Sudah hampir tiga bulan sejak terakhir kali aku melihat Dio. Bukan karena dia pindah kota, bukan karena ada pertengkaran besar. Tapi karena dia memilih untuk… berhenti ada.
Dulu, aku terbiasa dengan pesan-pesannya.
"Udah makan belum?"
"Pulangnya jangan malam ya."
"Kamu capek? Aku anterin."
Dulu aku pikir semua itu akan selalu ada. Karena ya... Dio itu Dio. Lelaki yang selalu bisa ditebak. Selalu ada. Selalu setia. Selalu bodoh—bodoh karena mencintai perempuan seperti aku yang tak pernah benar-benar membalas cintanya.
Aku tahu Dio mencintaiku. Aku tahu dari tatapan matanya yang nggak pernah bohong. Dari caranya selalu datang saat semua orang pergi. Dari diamnya saat aku cerita tentang pria lain.
Tapi aku... aku terlalu sibuk melihat ke arah lain. Ke pria-pria yang membuat jantungku berdebar tapi pergi tanpa pamit. Ke orang-orang yang membuatku merasa dicintai, lalu hilang begitu saja.
Aku tahu Dio terluka. Tapi dia tak pernah menunjukkan. Dia hanya... tetap ada.
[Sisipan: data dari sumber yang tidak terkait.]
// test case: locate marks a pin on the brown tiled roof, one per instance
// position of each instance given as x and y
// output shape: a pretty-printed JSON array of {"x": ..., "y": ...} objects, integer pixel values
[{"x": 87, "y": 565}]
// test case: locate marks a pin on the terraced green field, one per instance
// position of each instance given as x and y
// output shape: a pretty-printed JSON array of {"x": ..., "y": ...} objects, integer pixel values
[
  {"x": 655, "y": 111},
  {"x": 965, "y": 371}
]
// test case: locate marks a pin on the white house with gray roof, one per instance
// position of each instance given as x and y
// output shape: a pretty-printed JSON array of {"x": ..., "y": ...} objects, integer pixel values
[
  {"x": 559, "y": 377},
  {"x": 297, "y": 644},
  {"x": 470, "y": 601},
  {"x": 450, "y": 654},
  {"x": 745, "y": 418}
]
Sampai akhirnya dia tidak lagi.
Dan aku?
Aku baru menyadari betapa sunyinya hari-hariku tanpa dia. Betapa aku merindukan pesan-pesan sederhana itu. Betapa... aku ingin dia kembali.
Tapi Dio sudah berubah. Dia hanya menyapa seperlunya. Tak ada lagi nada hangat, tak ada lagi perhatian. Seperti dinding tinggi telah berdiri di antara kami.
Aku melihatnya di kampus minggu lalu. Dia duduk sendirian, membaca buku. Biasanya, dia akan langsung melambai jika melihatku. Tapi hari itu... dia hanya menoleh sekilas, lalu kembali membaca.
Seakan... aku bukan siapa-siapa.
Dan saat itulah aku sadar: aku sudah kehilangan seseorang yang benar-benar mencintaiku.
Aku menangis malam itu. Bukan karena Dio menyakitiku, tapi karena aku menyia-nyiakan orang yang paling tulus.
Kalau waktu bisa diulang...
Kalau aku tahu perasaanku lebih awal...
Mungkin aku akan memilih dia.
Tapi sekarang? Sekarang aku hanya bisa menatap punggungnya—yang terus berjalan menjauh. Dan aku tahu… dia tak akan kembali.